An optimizing system, given a path that leads it to bypass a target, will discard that path… that’s part of what it means to optimize for a target.
An optimizing system, given a path that leads it to bypass a constraint, will not necessarily discard that path. Why would it?
An optimizing system, given a path that leads it to bypass a constraint and draw closer to a target than other paths, will choose that path.
It seems to follow that adding constraints to an optimizing system is a less reliable way of constraining its behavior than adding targets.
I don’t care whether we talk about “targets and constraints” or “values and rules” or “goals and failsafes” or whatever language you want to use, my point is that there are two genuinely different things under discussion, and a distinction between them.
Yes, the distinction is drawn from analogy to the intelligences I have experience with—as you say, anthropomorphic. I said this explicitly in the first place, so I assume you mean here to agree with me. (My reading of your tone suggests otherwise, but I don’t trust that I can reliably infer your tone so I am mostly disregarding tone in this exchange.)
That said, I also think the relationship between them reflects something more generally true of optimizing systems, as I’ve tried to argue for a couple of times now.
I can’t tell whether you think those arguments are wrong, or whether I just haven’t communicated them successfully at all, or whether you’re just not interested in them, or what.
There’s no reason it would. If “doing X for X seconds” is its target, then it looks for paths that do that. Again, that’s what it means for something to be a target of an optimizing system.
(Of course, if I do X for 2X seconds, I have in fact done X for X seconds, in the same sense that all months have 28 days.)

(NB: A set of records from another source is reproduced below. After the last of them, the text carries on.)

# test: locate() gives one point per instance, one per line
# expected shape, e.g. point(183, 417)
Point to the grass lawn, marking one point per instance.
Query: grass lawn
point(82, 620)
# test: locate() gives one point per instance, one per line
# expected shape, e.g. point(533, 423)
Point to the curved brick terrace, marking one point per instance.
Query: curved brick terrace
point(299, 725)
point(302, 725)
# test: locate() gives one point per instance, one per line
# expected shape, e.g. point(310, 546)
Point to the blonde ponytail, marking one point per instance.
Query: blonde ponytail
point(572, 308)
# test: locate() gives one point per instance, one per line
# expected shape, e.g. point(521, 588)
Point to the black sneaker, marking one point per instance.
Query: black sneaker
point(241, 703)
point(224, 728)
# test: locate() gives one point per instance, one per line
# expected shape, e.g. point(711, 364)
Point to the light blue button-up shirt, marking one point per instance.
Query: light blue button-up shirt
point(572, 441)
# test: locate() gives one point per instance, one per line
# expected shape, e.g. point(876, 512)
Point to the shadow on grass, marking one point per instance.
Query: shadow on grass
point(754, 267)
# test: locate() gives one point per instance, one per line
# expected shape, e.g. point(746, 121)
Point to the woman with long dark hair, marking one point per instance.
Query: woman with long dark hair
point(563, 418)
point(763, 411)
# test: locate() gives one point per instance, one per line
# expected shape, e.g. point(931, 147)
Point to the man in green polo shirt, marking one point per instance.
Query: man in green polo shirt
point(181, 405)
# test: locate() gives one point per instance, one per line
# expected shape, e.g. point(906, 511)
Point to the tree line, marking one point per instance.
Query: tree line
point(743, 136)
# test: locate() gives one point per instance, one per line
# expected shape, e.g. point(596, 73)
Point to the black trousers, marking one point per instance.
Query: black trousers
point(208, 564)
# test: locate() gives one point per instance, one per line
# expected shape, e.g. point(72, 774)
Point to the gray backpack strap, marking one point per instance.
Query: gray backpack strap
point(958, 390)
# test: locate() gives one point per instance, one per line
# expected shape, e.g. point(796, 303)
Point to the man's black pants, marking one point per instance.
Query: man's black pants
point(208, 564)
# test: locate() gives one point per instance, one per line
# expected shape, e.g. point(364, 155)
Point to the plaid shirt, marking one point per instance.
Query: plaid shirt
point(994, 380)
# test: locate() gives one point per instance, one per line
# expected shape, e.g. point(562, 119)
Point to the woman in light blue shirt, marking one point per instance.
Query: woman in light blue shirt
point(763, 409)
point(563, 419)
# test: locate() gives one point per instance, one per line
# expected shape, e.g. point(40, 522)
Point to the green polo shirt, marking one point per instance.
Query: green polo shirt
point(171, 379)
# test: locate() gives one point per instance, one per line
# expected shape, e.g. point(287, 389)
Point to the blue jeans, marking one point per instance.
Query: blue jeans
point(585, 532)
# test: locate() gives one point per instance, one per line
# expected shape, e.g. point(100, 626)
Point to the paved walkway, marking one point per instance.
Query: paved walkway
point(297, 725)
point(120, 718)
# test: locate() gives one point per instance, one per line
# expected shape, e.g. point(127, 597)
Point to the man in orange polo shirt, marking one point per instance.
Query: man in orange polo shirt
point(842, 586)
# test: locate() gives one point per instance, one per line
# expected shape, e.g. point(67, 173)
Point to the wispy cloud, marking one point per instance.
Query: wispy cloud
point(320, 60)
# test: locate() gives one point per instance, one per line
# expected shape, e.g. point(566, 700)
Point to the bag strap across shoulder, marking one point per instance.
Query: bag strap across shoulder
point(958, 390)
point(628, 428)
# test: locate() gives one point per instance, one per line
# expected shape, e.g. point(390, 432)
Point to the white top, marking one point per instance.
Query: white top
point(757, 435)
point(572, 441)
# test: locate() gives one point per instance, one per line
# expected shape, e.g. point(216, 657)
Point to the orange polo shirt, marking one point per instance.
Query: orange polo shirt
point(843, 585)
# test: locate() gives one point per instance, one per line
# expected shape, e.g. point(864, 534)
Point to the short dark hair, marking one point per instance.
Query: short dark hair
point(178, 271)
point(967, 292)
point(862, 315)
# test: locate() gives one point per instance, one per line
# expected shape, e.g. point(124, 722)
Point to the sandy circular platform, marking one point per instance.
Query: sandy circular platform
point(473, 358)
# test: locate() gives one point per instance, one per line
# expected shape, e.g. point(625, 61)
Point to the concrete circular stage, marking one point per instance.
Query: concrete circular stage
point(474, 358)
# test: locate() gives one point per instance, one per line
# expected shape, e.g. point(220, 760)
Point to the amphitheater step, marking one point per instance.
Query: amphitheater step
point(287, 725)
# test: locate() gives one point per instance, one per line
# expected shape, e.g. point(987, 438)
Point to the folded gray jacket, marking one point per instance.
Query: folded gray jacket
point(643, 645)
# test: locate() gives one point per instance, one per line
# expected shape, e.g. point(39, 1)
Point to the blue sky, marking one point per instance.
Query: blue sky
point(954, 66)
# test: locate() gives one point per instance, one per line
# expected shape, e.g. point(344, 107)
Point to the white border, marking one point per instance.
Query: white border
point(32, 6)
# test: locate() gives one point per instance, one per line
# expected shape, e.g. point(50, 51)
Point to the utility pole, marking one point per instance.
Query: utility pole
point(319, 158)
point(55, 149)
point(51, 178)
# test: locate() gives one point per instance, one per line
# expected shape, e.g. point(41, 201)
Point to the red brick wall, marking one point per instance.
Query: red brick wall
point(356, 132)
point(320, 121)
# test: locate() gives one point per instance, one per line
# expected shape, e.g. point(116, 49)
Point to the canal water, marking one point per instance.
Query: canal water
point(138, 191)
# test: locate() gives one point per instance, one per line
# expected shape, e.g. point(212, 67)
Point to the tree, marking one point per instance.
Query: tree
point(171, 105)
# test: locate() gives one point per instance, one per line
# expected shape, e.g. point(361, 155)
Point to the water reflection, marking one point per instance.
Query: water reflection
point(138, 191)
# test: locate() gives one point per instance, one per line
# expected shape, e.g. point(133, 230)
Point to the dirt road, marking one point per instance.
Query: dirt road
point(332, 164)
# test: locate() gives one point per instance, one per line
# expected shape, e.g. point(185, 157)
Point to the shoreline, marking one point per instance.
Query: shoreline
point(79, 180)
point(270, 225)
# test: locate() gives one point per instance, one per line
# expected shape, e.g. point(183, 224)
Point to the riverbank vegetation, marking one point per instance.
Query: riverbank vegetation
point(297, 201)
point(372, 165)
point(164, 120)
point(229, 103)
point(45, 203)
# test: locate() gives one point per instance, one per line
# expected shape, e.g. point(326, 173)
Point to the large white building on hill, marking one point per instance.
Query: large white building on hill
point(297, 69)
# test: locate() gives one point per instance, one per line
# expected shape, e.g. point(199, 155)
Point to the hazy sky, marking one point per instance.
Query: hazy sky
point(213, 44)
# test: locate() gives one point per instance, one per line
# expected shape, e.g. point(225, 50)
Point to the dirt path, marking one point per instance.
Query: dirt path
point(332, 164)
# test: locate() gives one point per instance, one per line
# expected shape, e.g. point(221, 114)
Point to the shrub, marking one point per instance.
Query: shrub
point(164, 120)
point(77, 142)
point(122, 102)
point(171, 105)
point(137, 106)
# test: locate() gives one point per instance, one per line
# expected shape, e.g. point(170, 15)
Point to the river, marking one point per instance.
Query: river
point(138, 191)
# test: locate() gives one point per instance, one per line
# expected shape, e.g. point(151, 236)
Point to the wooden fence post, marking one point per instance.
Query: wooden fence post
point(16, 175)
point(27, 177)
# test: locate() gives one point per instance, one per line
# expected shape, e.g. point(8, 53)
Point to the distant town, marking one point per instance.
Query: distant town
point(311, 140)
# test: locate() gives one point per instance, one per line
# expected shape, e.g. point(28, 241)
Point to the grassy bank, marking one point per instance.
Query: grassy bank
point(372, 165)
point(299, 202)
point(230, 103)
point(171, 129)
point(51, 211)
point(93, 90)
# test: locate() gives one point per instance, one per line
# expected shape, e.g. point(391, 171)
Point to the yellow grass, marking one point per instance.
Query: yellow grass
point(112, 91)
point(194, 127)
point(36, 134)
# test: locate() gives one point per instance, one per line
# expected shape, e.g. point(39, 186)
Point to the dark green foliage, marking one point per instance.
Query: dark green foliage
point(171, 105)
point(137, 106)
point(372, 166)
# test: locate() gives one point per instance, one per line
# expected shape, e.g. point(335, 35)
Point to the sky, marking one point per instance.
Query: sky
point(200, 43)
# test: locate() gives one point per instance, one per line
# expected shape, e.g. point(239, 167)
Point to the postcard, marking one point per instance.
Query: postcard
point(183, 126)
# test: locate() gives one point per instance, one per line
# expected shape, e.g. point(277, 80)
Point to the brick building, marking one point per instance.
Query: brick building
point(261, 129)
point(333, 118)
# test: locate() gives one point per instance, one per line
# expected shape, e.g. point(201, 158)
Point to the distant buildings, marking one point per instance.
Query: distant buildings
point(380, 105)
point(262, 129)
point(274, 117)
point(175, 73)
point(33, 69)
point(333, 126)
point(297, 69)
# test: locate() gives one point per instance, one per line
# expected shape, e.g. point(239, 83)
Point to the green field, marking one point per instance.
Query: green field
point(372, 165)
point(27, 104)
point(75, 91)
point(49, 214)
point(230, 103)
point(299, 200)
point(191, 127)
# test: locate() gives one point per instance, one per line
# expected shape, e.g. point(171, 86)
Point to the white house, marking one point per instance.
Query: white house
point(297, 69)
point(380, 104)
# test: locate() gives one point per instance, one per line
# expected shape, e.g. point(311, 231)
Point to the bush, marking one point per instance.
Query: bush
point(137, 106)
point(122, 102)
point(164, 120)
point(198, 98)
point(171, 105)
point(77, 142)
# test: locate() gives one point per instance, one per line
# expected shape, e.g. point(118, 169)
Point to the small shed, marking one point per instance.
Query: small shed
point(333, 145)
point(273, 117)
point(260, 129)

I’m not quite sure I understand what you mean here, but if I’m understanding the gist: I’m not saying that encoding scope boundaries as targets, or ‘values,’ is difficult (nor am I saying it’s easy), I’m saying that for a sufficiently capable optimizing system it’s safer than encoding scope boundaries as failsafes.
It was not my intention to imply any hostility or resentment. I thought ‘anthropomorphic’ is valid terminology in such a discussion. I was also not agreeing with you. If you are an expert and have been offended by implying that what you said might be due to an anthropomorphic bias, then accept my apology, I was merely trying to communicate my perception of the subject matter.
I had wedrifid telling me the same yesterday, that my tone isn’t appropriate when I wrote about his superior and rational use of the reputation system here, when I was actually just being honest. I’m not good at social signaling, sorry.
I think we are talking past each other. The way I see it is that a constraint is part of the design specifications of that which is optimized. Disregarding certain specifications will not allow it to optimize whatever it is optimizing with maximal efficiency.
Not an expert, and not offended.
What was puzzling me was that I said in the first place that I was reasoning by analogy to humans and that this was a tricky thing to do, so when you classified this as anthropomorphic my reaction was “well, yes, that’s what I said.”
Since it seemed to me you were repeating something I’d said, I assumed your intention was to agree with me, though it didn’t sound like it (and as it turned out, you weren’t).
And, yes, I’ve noticed that tone is a problem in a lot of your exchanges, which is why I’m basically disregarding tone in this one, as I said before.
Ah! In that case, I think we agree.
Yes, embedding everything we care about into the optimization target, rather than depending on something outside the optimization process to do important work, is the way to go.
You seemed to be defending the “failsafes” model, which I understand to be importantly different from this, which is where the divergence came from, I think. Apparently I (and, I suspect, some others) misunderstood what you were defending.
Sorry! Glad we worked that out, though.